Nigerian-American basketball player (born 2003)

Okikiola "Kiki" Iriafen (born August 26, 2003) is an American professional basketball player for the Washington Mystics of the Women's National Basketball Association (WNBA) and for Phantom of Unrivaled. She played college basketball at Stanford and USC. Iriafen was selected fourth overall by the Mystics in the 2025 WNBA draft and was named an All-Star in her rookie season.

==High school career==
Iriafen grew up in Los Angeles in a Nigerian-American family. She played basketball for Harvard-Westlake School. She was a two-time Los Angeles Daily News Player of the Year and was named a McDonald's All-American as a senior. In her junior season, Iriafen led her team to the CIF Southern Section Division 1 title and earned Division 1 Player of the Year honors. She left as her school's all-time leader in points and rebounds. Rated a five-star recruit by ESPN, Iriafen committed to playing college basketball for Stanford over offers from Baylor, UCLA, UConn and Notre Dame.

==College career==
As a freshman at Stanford, Iriafen came off the bench, averaging 4.2 points and 2.2 rebounds per game en route to Pac-12 All-Freshman honors from league media. In her sophomore season, she averaged 6.7 points and 3.8 rebounds per game. Iriafen became one of Stanford's top players as a junior.

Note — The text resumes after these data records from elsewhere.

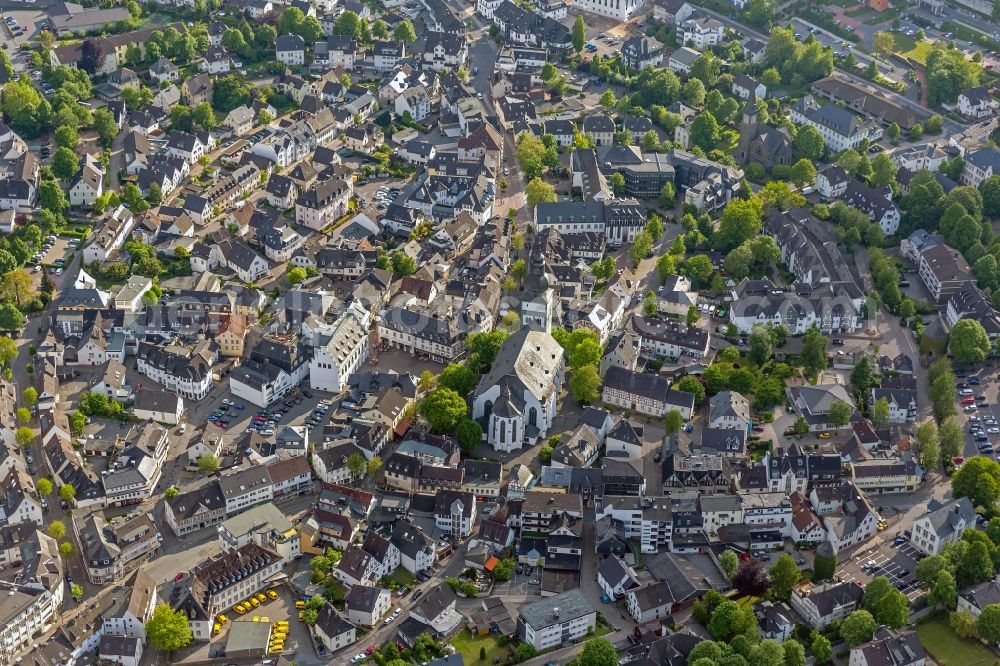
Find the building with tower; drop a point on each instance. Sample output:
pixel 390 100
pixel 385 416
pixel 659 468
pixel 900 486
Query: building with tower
pixel 539 301
pixel 516 401
pixel 762 143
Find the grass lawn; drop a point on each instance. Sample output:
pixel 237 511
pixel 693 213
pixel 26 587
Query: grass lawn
pixel 403 577
pixel 903 41
pixel 881 17
pixel 974 36
pixel 469 646
pixel 950 650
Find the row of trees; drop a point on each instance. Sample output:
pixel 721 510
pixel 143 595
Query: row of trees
pixel 445 404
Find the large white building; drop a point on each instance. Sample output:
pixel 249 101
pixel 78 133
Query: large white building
pixel 519 394
pixel 264 525
pixel 942 524
pixel 556 620
pixel 701 32
pixel 220 583
pixel 621 10
pixel 839 128
pixel 340 356
pixel 179 369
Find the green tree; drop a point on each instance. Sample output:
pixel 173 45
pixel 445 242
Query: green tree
pixel 950 439
pixel 402 264
pixel 44 487
pixel 821 649
pixel 168 630
pixel 356 465
pixel 858 628
pixel 705 131
pixel 405 32
pixel 694 92
pixel 57 529
pixel 730 619
pixel 469 433
pixel 65 163
pixel 579 34
pixel 728 561
pixel 523 651
pixel 584 384
pixel 208 463
pixel 968 341
pixel 927 453
pixel 538 191
pixel 979 480
pixel 880 413
pixel 77 422
pixel 808 143
pixel 740 221
pixel 483 348
pixel 67 137
pixel 784 575
pixel 814 345
pixel 598 652
pixel 690 384
pixel 803 172
pixel 443 408
pixel 698 268
pixel 928 569
pixel 761 344
pixel 944 594
pixel 52 198
pixel 203 116
pixel 988 624
pixel 667 195
pixel 459 378
pixel 641 246
pixel 24 437
pixel 11 318
pixel 105 126
pixel 884 43
pixel 23 415
pixel 672 421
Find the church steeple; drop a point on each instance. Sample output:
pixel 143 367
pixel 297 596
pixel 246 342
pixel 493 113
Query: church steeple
pixel 750 111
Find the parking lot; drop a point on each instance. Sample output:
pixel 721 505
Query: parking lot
pixel 897 562
pixel 980 412
pixel 297 641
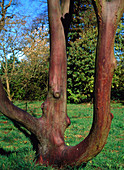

After a breakout junior season in which she averaged 19.4 points and 11.0 rebounds and was named the most improved player in the Pac-12, Iriafen entered the NCAA transfer portal and eventually transferred to USC, returning to her hometown of Los Angeles for her final college season.

==Professional career==
===WNBA===
====Washington Mystics (2025–present)====
On April 14, 2025, Iriafen was selected fourth overall by the Washington Mystics in the 2025 WNBA draft. She was named Rookie of the Month for May after averaging 13.9 points, 10.1 rebounds, and 1.0 assists per game while shooting 47.4% from the field.

On September 4, 2025 she scored 18 points and got 13 rebounds, breaking the franchise record for most double-doubles in a season with 16. The previous record of 15 was set by Crystal Langhorne in 2010.

===Unrivaled===
On November 5th, 2025, it was announced that Iriafen had been drafted by Phantom BC for the 2026 Unrivaled season.

== National team career ==
Iriafen made her debut United States senior team start on March 12, 2026, recording 10 points and five rebounds in a 91–48 win over Puerto Rico in the FIBA World Cup qualification tournament in San Juan, Puerto Rico.

==Career statistics==

===WNBA===
Stats current through end of 2025 season

WNBA regular season statistics
| Year | Team | GP | GS | MPG | FG% | 3P% | FT% | RPG | APG | SPG | BPG | TO | PPG |
| 2025 | Washington | 44° | 44° | 26.9 | .488 | .182 | .784 | 8.5 | 1.6 | 0.6 | 0.2 | 2.2 | 13.3 |
| Career | 1 year, 1 team | 44 | 44 | 26.9 | .488 | .182 | .784 | 8.5 | 1.6 | 0.6 | 0.2 | 2.2 | 13.3 |
| All-Star | 1 | 0 | 22.9 | .467 | .286 | 1.000 | 10.0 | 1.0 | 2.0 | 0.0 | 2.0 | 17.0 |

===College===

| Year | Team | GP | GS | MPG | FG% | 3P% | FT% | RPG | APG | SPG | BPG | TO | PPG |
| 2021–22 | Stanford | 33 | 0 | 6.5 | 57.1 | 0.0 | 56.8 | 2.2 | 0.4 | 0.2 | 0.3 | 0.4 | 4.2 |
| 2022–23 | Stanford | 35 | 27 | 12.1 | 53.1 | 0.0 | 64.9 | 3.8 | 0.5 | 0.2 | 0.3 | 1.3 | 6.7 |
| 2023–24 | Stanford | 36 | 36 | 27.8 | 54.6 | 33.3 | 77.3 | 11.0 | 2.3 | 0.6 | 0.6 | 2.3 | 19.4 |
| 2024–25 | USC | 35 | 35 | 30.3 | 49.0 | 28.6 | 81.1 | 8.4 | 1.8 | 0.9 | 0.6 | 2.4 | 18.0 |
| Career | 139 | 98 | 19.4 | 52.5 | 28.6 | 74.7 | 6.4 | 1.3 | 0.5 | 0.5 | 1.6 | 12.2 |

==Off the court==
===In popular culture===
In March 2025, ESPN+ announced a second season of their docuseries, Full Court Press would premiere in May 2025. The series (from Peyton Manning's Omaha Productions and Words & Pictures) followed Iriafen, Notre Dame's Hannah Hidalgo, and Louisiana State's Flau'jae Johnson throughout their 2024–25 NCAA basketball season and postseason.